According to the Centers for Disease Control and Prevention (CDC), crashes caused by a distracted driver injure over 1,150 people every day in the United States. Even worse, these types of car accidents claim the lives of nearly 10 people per day. The CDC classifies distracted driving into three main categories: visual, manual and cognitive. Visual distracted driving involves removing one’s eyes from the road, while manual distracted driving means the driver’s hands are taken off the wheel. Cognitive distracted driving indicates that the driver’s mind is not on driving, but on something else.
Thus, even when a driver is wearing a hands-free cellphone device, he or she may still be cognitively distracted due to the conversation, or manually distracted due to fiddling with the device. Not surprisingly, texting and driving can be particularly dangerous because it combines all three forms of distracted driving.

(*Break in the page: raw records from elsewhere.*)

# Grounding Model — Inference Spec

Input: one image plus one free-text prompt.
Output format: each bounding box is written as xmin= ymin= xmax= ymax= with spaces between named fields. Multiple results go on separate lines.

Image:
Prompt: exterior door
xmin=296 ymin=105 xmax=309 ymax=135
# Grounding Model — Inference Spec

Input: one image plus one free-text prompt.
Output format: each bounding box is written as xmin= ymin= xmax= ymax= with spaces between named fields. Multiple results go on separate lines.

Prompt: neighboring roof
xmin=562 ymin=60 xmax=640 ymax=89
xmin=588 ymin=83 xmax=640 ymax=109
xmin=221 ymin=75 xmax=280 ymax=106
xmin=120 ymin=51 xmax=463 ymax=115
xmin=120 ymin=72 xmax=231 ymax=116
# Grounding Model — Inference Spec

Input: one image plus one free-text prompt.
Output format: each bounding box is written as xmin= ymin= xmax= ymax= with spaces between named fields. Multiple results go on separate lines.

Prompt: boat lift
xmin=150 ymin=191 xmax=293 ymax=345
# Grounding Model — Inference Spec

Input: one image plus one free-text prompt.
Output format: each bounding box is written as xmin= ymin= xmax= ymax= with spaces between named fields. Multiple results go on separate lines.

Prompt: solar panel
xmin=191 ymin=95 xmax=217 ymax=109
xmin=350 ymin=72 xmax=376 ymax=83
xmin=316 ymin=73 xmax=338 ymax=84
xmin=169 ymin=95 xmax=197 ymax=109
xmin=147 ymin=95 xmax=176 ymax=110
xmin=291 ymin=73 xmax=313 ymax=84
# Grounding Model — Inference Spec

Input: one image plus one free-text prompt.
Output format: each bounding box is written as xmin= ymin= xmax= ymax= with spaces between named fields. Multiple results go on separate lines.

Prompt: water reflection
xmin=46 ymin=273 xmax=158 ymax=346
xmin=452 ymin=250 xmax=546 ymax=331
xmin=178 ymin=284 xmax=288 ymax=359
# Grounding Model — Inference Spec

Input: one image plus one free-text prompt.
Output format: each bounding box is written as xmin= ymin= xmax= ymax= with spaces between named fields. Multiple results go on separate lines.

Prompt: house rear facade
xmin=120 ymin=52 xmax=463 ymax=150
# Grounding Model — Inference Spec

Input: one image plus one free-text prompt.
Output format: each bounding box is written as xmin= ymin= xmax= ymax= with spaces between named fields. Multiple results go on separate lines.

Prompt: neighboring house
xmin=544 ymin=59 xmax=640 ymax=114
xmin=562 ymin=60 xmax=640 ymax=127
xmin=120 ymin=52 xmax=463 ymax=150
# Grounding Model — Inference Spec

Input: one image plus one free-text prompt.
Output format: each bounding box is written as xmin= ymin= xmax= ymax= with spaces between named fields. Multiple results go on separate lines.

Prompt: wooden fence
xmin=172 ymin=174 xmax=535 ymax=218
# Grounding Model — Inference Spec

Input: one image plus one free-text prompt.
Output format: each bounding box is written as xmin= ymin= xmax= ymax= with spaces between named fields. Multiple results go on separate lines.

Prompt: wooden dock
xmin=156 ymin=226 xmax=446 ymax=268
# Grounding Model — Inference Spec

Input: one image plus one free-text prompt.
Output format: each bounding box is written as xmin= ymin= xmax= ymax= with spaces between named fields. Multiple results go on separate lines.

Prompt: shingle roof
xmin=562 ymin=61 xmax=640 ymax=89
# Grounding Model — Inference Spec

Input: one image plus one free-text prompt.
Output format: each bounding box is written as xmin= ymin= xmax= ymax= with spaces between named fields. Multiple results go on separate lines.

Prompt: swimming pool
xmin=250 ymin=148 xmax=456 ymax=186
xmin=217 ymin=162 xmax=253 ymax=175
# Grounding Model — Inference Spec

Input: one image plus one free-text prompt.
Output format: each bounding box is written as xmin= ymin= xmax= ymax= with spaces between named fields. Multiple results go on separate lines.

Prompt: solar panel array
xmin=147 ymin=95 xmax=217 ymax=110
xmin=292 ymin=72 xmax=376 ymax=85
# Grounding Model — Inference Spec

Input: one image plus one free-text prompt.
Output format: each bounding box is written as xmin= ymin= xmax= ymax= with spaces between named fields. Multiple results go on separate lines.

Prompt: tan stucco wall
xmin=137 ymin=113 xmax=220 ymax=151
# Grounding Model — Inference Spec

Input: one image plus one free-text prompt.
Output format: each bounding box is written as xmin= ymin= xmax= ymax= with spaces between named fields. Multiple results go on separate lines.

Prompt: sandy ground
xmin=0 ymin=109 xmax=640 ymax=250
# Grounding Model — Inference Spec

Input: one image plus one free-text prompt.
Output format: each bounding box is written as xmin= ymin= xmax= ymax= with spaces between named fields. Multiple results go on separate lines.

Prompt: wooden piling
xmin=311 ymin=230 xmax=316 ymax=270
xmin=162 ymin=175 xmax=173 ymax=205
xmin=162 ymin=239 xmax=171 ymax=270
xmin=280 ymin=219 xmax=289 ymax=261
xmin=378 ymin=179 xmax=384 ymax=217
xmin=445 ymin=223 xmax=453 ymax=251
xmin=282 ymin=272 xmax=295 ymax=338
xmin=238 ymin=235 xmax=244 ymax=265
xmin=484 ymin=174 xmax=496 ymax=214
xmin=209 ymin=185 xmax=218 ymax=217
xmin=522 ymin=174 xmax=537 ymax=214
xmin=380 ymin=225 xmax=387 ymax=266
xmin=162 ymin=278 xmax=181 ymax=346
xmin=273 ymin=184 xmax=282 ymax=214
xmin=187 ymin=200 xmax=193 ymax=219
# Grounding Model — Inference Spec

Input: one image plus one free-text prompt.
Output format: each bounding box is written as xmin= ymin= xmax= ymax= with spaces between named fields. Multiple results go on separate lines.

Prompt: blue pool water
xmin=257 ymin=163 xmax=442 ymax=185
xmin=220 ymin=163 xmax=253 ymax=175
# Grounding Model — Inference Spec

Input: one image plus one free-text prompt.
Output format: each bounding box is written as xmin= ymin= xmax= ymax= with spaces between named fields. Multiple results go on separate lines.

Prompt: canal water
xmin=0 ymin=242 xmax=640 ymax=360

Moreover, in-vehicle navigation systems, while useful, are also a potential source of distraction. Some drivers may think that, because these systems are already in the car, they are safe to use while driving. This is the not necessarily the case, and a driver can pose a severe threat if he or she fails to use the system safely.
No matter which type of distracted driving is present, a negligent driver can cause extreme damage to people, vehicles or property. If a Massachusetts resident is the victim of an accident caused by distracted driving, that individual can pursue a civil lawsuit with the aid of a personal injury attorney. The results could be compensation for medical bills, as well as pain and suffering and other damages.